Phase 4: terminal elimination phase, where elimination of the free ligand happens mainly due to internalization (or degradation) of the target/receptor, which shifts the binding equilibrium out of balance leading to new binding of ligand.
Note that we focus on the concentration of the free ligand, such that binding of the ligand to the receptor constitutes an “elimination” mechanism in that it reduces the concentration of free ligand.
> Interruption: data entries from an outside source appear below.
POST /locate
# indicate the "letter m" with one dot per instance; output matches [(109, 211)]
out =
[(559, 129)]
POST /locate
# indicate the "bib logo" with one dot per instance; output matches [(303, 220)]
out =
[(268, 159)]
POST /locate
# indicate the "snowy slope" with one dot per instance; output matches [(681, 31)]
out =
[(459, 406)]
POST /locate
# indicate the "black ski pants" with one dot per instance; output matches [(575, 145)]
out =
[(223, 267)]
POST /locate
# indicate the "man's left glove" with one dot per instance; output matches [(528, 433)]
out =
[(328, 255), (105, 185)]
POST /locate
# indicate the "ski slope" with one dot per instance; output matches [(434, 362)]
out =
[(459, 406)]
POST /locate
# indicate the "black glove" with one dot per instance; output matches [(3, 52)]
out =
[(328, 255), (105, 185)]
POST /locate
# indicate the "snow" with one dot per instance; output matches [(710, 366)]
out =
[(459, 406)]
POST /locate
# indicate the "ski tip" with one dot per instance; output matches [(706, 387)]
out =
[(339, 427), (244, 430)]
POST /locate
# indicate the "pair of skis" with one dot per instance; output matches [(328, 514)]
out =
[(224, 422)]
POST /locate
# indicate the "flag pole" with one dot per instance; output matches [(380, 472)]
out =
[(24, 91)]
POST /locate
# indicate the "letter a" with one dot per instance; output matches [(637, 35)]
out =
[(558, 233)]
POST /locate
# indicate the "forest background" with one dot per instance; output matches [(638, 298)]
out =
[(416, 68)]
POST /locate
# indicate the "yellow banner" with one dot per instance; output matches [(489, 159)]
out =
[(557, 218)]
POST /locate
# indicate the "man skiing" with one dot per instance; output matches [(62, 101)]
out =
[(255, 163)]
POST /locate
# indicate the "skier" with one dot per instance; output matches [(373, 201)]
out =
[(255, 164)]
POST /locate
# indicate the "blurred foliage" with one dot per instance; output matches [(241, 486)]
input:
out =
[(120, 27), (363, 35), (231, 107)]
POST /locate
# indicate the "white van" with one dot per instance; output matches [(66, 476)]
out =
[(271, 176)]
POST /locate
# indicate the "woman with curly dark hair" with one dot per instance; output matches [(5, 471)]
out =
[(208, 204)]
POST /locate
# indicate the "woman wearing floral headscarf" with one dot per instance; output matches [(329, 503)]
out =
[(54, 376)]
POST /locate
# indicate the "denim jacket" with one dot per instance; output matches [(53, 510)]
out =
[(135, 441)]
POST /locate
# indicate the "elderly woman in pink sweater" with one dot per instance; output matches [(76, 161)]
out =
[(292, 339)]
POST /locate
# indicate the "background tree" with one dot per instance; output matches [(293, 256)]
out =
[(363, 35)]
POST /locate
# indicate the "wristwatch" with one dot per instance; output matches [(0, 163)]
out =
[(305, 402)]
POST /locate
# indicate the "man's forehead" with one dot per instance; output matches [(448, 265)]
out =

On the opposite, as can be seen on the red curve, if the initial ligand concentration is of the same order of magnitude or lower than the receptor concentration (here R0=100), the free ligand concentration time-curve displays two phases:
Phase 1: steep initial decrease, corresponding to the rapid binding of the ligand to the receptor
Phase 4: terminal elimination phase, where elimination of the free ligand happens mainly due to internalization (or degradation) of the target/receptor, which shifts the binding equilibrium out of balance leading to new binding of ligand
Note that in this case, the receptor is never saturated with ligand and target-mediated elimination usually dominates over the linear elimination. Thus, the curve goes directly from phase 1 to phase 4.
Below we show the typical concentration-time curves for the other entities in linear scale and log scale. The total ligand Ltot is the sum of free ligand L and bound ligand P (complex). The total receptor Rtot is the sum of free receptor R and bound receptor P (complex).
The original TMDD model and its approximations are useful to capture concentration data that display this kind of shapes, or part of them.